Why the dramatic increase? Tapping your poles for about eight minutes helps you get into the zone before dropping in. It also appeals to Ullr and other freeskiing legends to help you land your trick with style. And, of course, you’ll get even more attention and eyes on you for minutes at a time to really make you feel good before dropping in.

Swap your Strava resort activity recording to ski touring for increased metrics
Listen, we all know that resort skiing is just glorified downhill walking. But your Strava doesn’t need to know that. By simply switching your activity type from “resort skiing” to “ski touring,” you’ll instantly transform your mundane groomer laps into a heroic backcountry expedition worthy of a Patagonia catalog shoot.

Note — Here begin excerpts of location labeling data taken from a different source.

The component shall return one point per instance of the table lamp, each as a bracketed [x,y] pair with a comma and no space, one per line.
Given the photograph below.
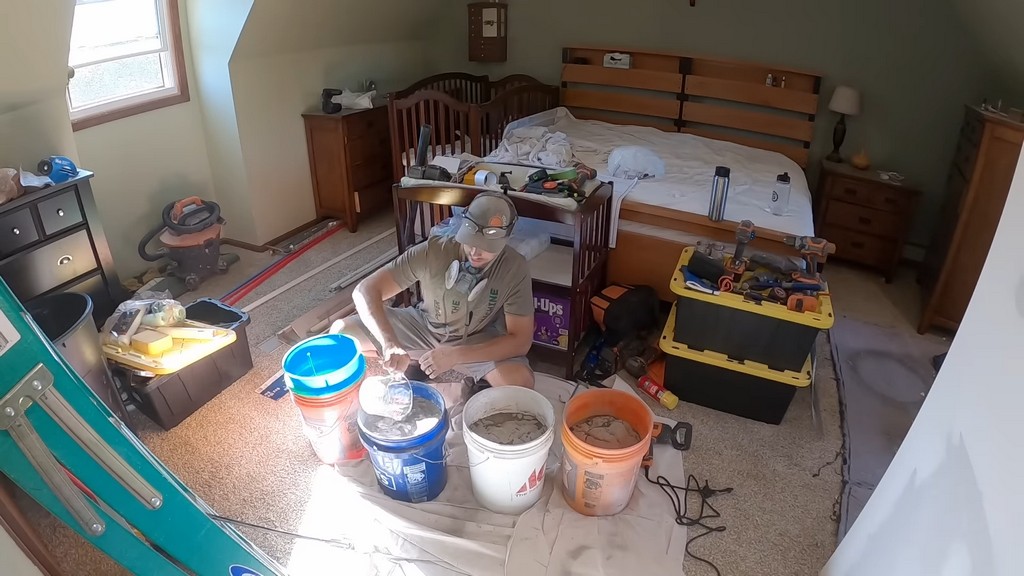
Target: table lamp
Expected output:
[846,101]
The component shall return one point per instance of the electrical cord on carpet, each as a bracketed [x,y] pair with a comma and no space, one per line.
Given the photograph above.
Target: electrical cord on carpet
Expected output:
[680,504]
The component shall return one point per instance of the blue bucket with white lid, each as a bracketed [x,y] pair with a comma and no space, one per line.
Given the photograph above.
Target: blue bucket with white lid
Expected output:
[411,469]
[324,365]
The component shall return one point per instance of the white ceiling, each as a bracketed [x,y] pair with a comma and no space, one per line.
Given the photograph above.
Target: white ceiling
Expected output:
[315,25]
[996,28]
[35,36]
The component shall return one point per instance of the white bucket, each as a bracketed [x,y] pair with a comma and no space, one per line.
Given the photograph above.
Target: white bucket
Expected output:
[507,479]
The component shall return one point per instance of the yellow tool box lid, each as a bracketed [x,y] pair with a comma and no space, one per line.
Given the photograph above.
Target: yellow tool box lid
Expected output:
[822,319]
[182,353]
[670,346]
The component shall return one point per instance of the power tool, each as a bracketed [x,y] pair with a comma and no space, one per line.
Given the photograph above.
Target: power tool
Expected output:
[58,168]
[422,170]
[679,436]
[814,250]
[737,263]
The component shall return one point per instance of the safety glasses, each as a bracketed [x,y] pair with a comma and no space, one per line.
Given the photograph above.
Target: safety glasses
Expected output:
[488,232]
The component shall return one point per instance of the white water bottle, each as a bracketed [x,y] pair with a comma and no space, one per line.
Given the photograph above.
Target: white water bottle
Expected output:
[780,195]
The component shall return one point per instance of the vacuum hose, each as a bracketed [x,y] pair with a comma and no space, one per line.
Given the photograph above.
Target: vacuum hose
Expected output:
[174,218]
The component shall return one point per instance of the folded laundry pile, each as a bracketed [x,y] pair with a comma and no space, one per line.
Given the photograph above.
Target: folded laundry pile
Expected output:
[534,145]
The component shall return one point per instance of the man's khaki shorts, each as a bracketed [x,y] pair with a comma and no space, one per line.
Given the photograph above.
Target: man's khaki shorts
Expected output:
[414,335]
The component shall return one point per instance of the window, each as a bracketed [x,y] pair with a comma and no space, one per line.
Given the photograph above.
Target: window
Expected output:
[127,58]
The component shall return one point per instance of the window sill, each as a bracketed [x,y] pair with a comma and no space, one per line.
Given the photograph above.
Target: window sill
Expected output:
[141,108]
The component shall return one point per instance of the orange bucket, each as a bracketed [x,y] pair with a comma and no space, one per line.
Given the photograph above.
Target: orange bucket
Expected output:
[330,423]
[600,481]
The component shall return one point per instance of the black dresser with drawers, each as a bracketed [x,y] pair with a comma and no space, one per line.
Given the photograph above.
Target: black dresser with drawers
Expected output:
[51,241]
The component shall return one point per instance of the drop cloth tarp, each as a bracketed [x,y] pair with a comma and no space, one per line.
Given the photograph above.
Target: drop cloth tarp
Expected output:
[455,535]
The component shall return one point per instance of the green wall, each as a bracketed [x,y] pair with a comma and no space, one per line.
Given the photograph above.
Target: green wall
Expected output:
[913,62]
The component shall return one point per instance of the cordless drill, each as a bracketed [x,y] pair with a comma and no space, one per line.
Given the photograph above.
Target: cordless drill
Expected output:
[737,263]
[814,250]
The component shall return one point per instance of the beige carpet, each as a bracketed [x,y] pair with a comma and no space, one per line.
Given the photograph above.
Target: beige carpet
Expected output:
[246,456]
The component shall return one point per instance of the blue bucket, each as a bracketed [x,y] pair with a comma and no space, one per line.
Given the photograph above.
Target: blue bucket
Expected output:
[412,469]
[324,365]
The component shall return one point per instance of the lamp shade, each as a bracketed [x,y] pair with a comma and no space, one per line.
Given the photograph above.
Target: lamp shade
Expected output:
[845,100]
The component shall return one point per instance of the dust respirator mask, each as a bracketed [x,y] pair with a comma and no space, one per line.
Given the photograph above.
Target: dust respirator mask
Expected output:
[464,279]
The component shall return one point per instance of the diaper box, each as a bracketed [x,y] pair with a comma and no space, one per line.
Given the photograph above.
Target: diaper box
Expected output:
[551,319]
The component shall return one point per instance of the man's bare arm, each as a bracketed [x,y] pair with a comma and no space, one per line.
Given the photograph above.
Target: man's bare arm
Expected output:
[369,296]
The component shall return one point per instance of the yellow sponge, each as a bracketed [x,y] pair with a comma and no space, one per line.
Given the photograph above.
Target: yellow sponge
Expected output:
[152,342]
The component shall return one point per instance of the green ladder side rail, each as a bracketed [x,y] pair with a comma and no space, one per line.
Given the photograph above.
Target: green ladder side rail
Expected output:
[68,451]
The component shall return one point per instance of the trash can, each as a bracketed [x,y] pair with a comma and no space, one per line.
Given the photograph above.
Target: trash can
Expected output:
[67,320]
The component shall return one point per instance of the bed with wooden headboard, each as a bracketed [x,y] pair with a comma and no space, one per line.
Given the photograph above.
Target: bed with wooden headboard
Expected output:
[714,98]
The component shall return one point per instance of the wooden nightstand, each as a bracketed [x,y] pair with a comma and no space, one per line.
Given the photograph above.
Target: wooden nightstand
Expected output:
[350,162]
[865,216]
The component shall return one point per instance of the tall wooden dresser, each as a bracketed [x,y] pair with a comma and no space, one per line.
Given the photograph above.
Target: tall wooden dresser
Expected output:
[976,191]
[51,240]
[349,162]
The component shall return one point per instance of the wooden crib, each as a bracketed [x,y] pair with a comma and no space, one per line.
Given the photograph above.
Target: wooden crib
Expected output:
[452,105]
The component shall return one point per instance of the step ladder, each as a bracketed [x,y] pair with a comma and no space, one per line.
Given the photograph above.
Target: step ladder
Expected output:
[70,453]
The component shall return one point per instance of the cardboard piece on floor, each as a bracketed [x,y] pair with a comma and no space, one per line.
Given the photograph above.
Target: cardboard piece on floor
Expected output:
[275,387]
[318,320]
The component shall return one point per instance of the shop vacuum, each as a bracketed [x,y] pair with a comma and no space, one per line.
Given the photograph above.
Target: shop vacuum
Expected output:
[190,237]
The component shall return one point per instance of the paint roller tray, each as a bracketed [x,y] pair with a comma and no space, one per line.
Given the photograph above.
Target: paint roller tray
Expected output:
[169,399]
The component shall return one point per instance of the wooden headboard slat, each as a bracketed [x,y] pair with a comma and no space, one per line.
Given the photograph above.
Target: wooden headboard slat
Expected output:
[643,60]
[752,93]
[634,78]
[798,154]
[719,98]
[740,119]
[752,73]
[619,101]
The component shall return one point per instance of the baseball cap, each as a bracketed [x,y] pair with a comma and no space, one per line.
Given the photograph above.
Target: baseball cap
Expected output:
[487,222]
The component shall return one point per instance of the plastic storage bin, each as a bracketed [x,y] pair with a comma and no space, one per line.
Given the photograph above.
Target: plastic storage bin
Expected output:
[765,333]
[744,388]
[169,400]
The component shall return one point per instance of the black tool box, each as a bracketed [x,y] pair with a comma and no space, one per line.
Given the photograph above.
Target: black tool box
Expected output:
[765,333]
[712,379]
[169,400]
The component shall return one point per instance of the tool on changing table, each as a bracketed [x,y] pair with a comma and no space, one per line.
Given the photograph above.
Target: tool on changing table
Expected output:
[736,264]
[421,169]
[815,251]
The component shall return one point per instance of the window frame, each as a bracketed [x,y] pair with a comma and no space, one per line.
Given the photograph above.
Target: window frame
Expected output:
[177,57]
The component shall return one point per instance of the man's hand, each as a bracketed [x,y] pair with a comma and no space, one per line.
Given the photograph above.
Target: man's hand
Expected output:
[438,361]
[395,358]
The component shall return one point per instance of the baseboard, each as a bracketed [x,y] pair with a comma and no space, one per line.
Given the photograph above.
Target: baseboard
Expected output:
[295,232]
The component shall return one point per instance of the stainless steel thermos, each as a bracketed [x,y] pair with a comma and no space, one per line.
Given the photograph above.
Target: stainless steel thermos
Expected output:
[719,194]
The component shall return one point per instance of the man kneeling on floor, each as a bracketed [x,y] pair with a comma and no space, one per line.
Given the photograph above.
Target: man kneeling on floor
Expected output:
[477,310]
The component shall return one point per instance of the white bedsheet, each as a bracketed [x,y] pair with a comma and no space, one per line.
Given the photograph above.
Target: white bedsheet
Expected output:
[454,535]
[689,163]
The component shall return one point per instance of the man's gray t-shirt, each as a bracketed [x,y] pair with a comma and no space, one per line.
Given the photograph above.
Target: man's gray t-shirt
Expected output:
[509,288]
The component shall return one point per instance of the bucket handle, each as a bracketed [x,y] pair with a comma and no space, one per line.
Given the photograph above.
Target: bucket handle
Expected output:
[443,460]
[480,462]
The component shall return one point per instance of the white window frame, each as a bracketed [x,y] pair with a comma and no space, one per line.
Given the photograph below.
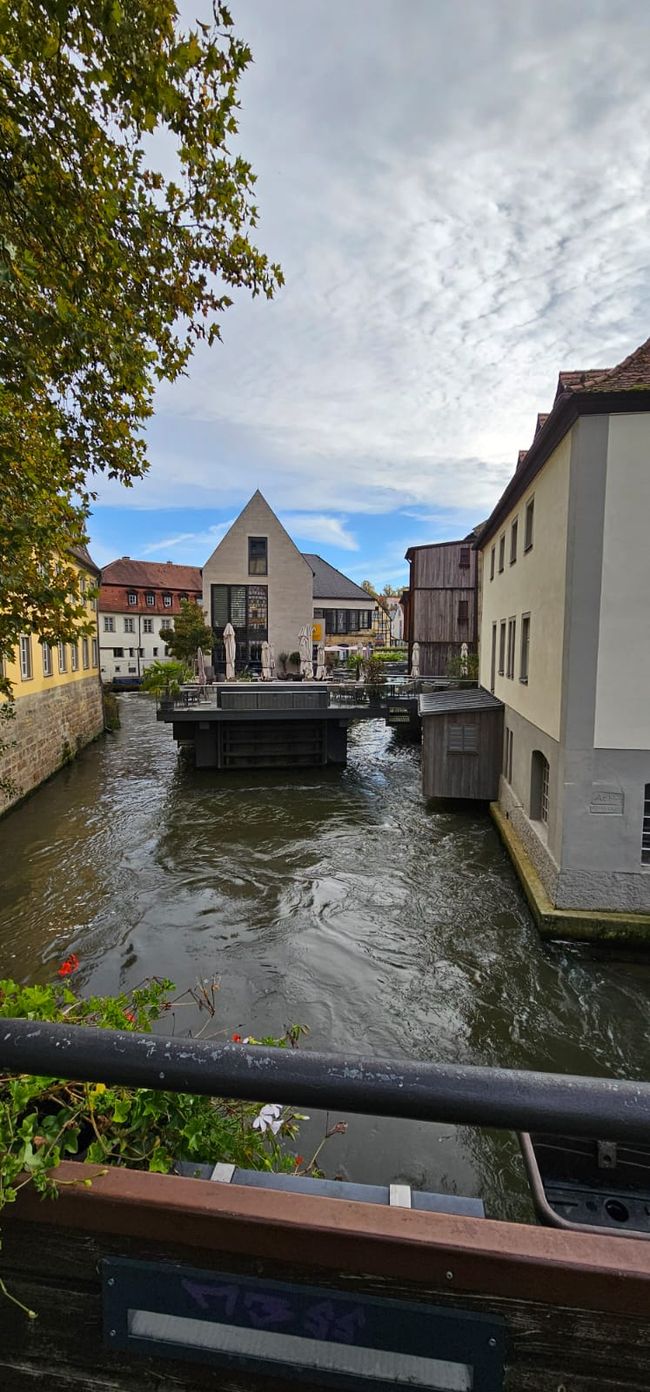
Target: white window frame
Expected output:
[25,652]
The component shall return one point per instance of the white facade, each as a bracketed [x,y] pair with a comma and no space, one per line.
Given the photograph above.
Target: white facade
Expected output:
[260,582]
[128,643]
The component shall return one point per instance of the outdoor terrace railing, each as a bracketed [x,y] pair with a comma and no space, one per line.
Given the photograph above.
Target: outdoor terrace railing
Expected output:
[462,1094]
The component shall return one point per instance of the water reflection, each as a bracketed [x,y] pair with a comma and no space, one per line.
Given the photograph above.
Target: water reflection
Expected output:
[338,901]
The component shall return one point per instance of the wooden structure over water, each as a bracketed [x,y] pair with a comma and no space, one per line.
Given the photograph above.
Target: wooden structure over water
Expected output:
[262,725]
[462,734]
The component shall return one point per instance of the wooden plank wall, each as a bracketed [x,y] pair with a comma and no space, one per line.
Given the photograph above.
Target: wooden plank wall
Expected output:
[462,774]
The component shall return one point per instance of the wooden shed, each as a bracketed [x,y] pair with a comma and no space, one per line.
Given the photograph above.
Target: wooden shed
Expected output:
[462,734]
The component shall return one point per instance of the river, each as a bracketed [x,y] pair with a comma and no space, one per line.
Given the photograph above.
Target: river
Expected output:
[336,899]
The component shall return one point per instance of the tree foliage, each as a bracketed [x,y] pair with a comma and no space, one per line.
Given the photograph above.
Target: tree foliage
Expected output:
[189,634]
[112,269]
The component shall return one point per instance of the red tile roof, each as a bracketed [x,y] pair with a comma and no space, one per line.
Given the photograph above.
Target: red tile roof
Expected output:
[125,576]
[631,373]
[162,575]
[578,380]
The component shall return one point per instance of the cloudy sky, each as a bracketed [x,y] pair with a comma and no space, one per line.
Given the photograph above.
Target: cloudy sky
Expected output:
[458,192]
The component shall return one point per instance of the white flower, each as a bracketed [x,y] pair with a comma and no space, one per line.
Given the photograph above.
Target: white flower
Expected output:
[269,1118]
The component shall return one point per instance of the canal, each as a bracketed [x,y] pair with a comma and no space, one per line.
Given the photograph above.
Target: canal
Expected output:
[337,901]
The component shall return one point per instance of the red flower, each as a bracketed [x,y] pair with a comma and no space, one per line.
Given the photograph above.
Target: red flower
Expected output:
[70,965]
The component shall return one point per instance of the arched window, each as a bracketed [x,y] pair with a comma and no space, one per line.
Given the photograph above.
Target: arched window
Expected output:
[539,787]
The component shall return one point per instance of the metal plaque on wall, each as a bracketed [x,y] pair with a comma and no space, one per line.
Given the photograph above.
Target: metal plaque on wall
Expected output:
[298,1331]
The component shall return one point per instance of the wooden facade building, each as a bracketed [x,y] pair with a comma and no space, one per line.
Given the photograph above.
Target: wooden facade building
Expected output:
[462,735]
[441,604]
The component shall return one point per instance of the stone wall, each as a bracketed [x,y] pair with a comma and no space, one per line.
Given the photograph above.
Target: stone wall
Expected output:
[48,731]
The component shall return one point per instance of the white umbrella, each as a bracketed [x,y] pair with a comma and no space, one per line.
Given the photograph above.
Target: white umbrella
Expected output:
[201,670]
[305,650]
[266,661]
[230,642]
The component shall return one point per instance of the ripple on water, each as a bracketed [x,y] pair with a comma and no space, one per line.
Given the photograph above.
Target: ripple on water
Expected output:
[338,901]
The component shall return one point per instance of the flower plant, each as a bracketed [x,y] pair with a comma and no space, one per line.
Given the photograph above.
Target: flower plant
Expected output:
[48,1119]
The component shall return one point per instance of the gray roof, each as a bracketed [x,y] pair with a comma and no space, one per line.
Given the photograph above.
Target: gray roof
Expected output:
[461,699]
[330,583]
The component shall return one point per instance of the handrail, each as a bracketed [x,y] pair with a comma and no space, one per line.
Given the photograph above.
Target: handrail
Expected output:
[464,1094]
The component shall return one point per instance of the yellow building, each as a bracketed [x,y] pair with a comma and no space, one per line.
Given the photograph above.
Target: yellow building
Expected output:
[57,698]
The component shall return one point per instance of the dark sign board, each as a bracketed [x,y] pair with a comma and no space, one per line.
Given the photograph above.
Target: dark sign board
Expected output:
[304,1332]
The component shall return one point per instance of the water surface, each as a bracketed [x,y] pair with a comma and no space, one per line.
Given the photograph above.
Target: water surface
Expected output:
[338,901]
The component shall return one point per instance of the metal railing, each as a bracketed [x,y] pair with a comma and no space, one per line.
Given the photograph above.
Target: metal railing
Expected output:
[462,1094]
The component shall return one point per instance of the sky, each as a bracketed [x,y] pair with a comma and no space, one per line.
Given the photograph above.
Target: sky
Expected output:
[458,194]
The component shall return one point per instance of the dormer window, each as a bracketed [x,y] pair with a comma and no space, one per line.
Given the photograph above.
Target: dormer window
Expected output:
[258,556]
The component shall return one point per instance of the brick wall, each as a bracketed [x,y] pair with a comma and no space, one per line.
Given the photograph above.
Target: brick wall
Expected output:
[49,730]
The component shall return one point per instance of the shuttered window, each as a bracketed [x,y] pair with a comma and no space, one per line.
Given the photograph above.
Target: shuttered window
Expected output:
[462,739]
[646,827]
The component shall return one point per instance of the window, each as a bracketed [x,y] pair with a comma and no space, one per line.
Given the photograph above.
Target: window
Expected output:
[528,531]
[646,827]
[525,647]
[25,657]
[258,556]
[501,649]
[539,787]
[462,739]
[510,666]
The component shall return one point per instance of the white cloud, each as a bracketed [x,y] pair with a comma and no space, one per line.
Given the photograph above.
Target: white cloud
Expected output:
[316,526]
[460,196]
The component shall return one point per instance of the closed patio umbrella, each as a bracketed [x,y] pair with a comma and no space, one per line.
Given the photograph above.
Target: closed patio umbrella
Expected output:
[305,650]
[201,671]
[230,643]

The numbers don’t lie—ski touring activities get way more kudos than resort skiing. Plus, when people ask about your weekend, you can casually mention you “did some touring” without technically lying. Sure, the only thing you toured was the cafeteria line and the bathroom, but that’s just semantics.
Bonus: Your fitness metrics will skyrocket. That 1,200 vertical feet you rode the lift for? Now it looks like you earned it with your quads and cardiovascular endurance. Your friends will be so impressed by your suffering that they won’t even question why your route map shows perfectly groomed switchbacks.

Increase the amount of animal print you wear by a factor of 10
Ski fashion peaked somewhere between leopard print onesies and zebra-striped bibs, and it’s time we brought that energy back. This season, commit to looking like you raided a safari-themed Spirit Halloween store before hitting the slopes.
Start small if you must—leopard print neck gaiter, tiger-striped gloves. But the real goal? Head-to-toe coordination that makes you look like you’re either filming a nature documentary or escaped from one. Cheetah print jacket? Obviously. Snake-skin patterned pants? Essential. Giraffe-spot helmet cover? Now you’re thinking.
The best part is that animal print serves a practical purpose: you’ll be impossible to lose in a crowd. Your friends will never have to scan the lift line wondering where you are. They’ll spot your zebra-print getup from the parking lot. Plus, predators respect other predators, and nothing says “apex mountain predator” like dressing as an entire zoo.